Coffee shops love to say they want to “educate customers.” It sounds noble, but it is one of the fastest ways to lose people. Customers are not looking for a classroom when they walk into your café. They are looking for connection, comfort, and discovery. If your marketing centers on education, you risk putting yourself in the role of teacher and your customer in the role of student. That creates distance, not loyalty.
This is where many cafés misunderstand the story they are telling. Donald Miller’s StoryBrand framework points out that in every story there is a hero and a guide. The hero is the one with the problem. The guide is the one who helps them succeed. When you say you are here to “educate,” you cast yourself as the hero, the one with all the knowledge. Your customer is pushed into the background. But customers are not searching for another hero. They are looking for a guide.
Why “education” drives customers away
Think about your own life. How often do you want to be taught by a stranger? When you step into a café, you want to feel seen, not schooled. You want a coffee that fits your mood, a space where you belong, a moment of clarity in your day. That makes you the hero of your story. If the café insists on being the teacher, the story becomes one-sided.
The best coffee marketing strategies rest on empathy and authority. Empathy says, “We get you. We know what your mornings feel like.” Authority says, “We can help you find a coffee that matches that need.” Together, they invite the customer to be the hero, while the café takes the role of the trusted guide.

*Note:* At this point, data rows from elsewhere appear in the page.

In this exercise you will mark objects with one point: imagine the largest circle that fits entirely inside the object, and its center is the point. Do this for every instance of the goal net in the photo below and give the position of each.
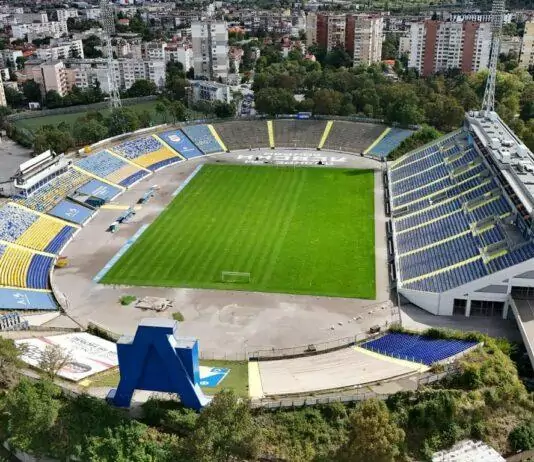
(235, 277)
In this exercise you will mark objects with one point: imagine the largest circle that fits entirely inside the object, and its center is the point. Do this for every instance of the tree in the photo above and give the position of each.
(224, 110)
(141, 88)
(32, 91)
(274, 101)
(327, 102)
(14, 98)
(225, 431)
(177, 110)
(373, 436)
(122, 120)
(53, 99)
(162, 110)
(32, 409)
(50, 137)
(9, 362)
(88, 131)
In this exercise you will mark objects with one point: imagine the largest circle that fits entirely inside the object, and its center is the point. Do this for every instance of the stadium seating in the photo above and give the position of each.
(387, 144)
(417, 348)
(14, 222)
(147, 152)
(298, 133)
(53, 192)
(244, 135)
(203, 139)
(432, 232)
(438, 257)
(23, 268)
(352, 136)
(112, 168)
(177, 140)
(450, 278)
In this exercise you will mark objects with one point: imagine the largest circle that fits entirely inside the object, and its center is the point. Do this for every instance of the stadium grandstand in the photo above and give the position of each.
(112, 168)
(352, 137)
(245, 135)
(461, 225)
(298, 133)
(147, 152)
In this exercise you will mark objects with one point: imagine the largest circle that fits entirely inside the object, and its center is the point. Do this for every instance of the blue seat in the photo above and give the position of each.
(203, 139)
(417, 348)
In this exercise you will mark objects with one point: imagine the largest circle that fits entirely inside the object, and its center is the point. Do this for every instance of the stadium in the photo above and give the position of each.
(266, 234)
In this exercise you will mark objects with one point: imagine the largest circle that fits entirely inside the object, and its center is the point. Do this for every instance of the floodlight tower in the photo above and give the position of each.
(497, 18)
(107, 18)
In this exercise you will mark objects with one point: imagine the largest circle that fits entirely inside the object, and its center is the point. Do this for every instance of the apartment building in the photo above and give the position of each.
(361, 35)
(34, 30)
(438, 45)
(210, 91)
(64, 14)
(210, 49)
(61, 50)
(526, 58)
(368, 36)
(180, 53)
(84, 73)
(3, 101)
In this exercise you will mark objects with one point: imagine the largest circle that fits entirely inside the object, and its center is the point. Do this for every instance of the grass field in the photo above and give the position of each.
(295, 230)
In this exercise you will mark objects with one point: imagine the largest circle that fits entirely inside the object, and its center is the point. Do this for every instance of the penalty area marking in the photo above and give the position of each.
(120, 253)
(187, 180)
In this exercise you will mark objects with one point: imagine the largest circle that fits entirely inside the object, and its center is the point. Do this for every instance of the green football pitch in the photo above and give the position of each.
(294, 230)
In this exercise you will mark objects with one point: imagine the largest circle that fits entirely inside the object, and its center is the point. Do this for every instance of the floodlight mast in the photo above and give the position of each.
(107, 18)
(497, 19)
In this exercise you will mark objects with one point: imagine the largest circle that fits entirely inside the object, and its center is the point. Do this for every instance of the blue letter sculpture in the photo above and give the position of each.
(156, 359)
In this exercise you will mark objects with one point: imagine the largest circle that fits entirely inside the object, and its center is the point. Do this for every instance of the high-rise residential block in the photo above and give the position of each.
(210, 49)
(436, 46)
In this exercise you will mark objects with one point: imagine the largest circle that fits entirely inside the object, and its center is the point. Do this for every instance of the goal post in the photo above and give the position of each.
(235, 277)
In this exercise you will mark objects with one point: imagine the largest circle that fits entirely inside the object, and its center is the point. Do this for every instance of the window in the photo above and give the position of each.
(486, 308)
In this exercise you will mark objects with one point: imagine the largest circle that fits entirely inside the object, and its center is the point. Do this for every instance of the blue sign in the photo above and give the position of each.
(180, 143)
(212, 376)
(71, 211)
(20, 299)
(99, 189)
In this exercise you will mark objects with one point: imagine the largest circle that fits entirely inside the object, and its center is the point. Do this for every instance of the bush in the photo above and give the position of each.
(127, 300)
(521, 437)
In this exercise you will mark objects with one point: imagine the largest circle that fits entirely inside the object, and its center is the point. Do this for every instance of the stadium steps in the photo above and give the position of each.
(434, 193)
(400, 161)
(428, 222)
(375, 142)
(211, 128)
(486, 202)
(417, 174)
(446, 201)
(434, 244)
(441, 270)
(270, 131)
(325, 134)
(92, 175)
(170, 148)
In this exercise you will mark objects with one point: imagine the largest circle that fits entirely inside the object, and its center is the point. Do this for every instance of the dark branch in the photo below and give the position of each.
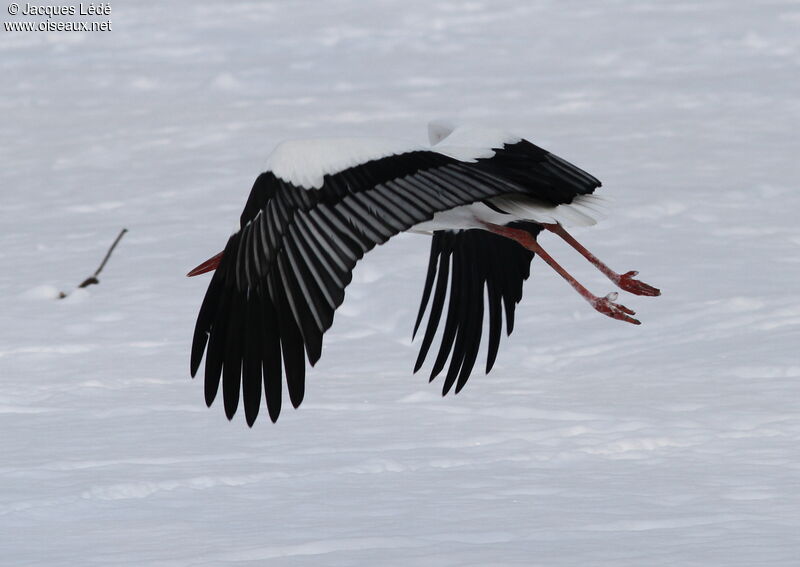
(93, 278)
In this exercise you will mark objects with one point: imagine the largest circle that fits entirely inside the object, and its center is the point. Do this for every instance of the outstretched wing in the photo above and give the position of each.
(477, 264)
(283, 274)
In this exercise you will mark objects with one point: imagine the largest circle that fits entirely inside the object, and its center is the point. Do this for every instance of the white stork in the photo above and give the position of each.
(483, 194)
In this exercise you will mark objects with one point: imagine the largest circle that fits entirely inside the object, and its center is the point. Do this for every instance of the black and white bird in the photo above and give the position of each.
(484, 195)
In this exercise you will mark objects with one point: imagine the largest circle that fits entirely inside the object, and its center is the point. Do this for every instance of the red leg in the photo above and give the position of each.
(604, 305)
(623, 281)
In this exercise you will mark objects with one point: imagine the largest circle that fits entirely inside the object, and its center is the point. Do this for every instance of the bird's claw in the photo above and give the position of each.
(606, 306)
(627, 283)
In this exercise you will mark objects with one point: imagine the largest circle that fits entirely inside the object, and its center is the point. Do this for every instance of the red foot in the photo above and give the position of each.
(627, 283)
(606, 306)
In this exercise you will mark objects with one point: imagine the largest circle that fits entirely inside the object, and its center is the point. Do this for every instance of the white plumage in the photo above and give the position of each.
(483, 194)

How to replace “education” with guidance
There are simple shifts any café can make.
Instagram bios
Typical: “Award-winning roaster educating customers since 2011.”
Better: “Helping coffee lovers discover better coffee every day.”
The first is about you. The second is about them.
Menu descriptions
Typical: “Our baristas will educate you on single origins.”
Better: “Taste coffees that highlight unique regions and flavors, without the jargon.”
One assumes the customer needs lessons. The other invites them into discovery.
Websites
Typical: “Our mission is to educate the public about coffee.”
Better: “Find coffee you love, with no guesswork.”
The second headline puts the customer’s need first.
A quick exercise for café owners
Print out your Instagram bio, your menu, and your homepage. Circle every time you see the word “educate” or any phrase that makes you the teacher. Then rewrite those lines with your customer as the focus. If your language positions you as the hero, it is time to flip the story.
What to remember
“Education” sounds positive, but it sets the wrong frame. It places the café above the customer instead of beside them. Your customer does not need a lecture. They need a guide who helps them discover new tastes, new rituals, and new moments of joy.
The cafés that grow are the ones that stop teaching and start guiding.
Call to action
Look at your website, your menu, and your social media today. Where are you trying to educate? Rewrite those lines. Let your customer be the hero. Your job is to be the guide.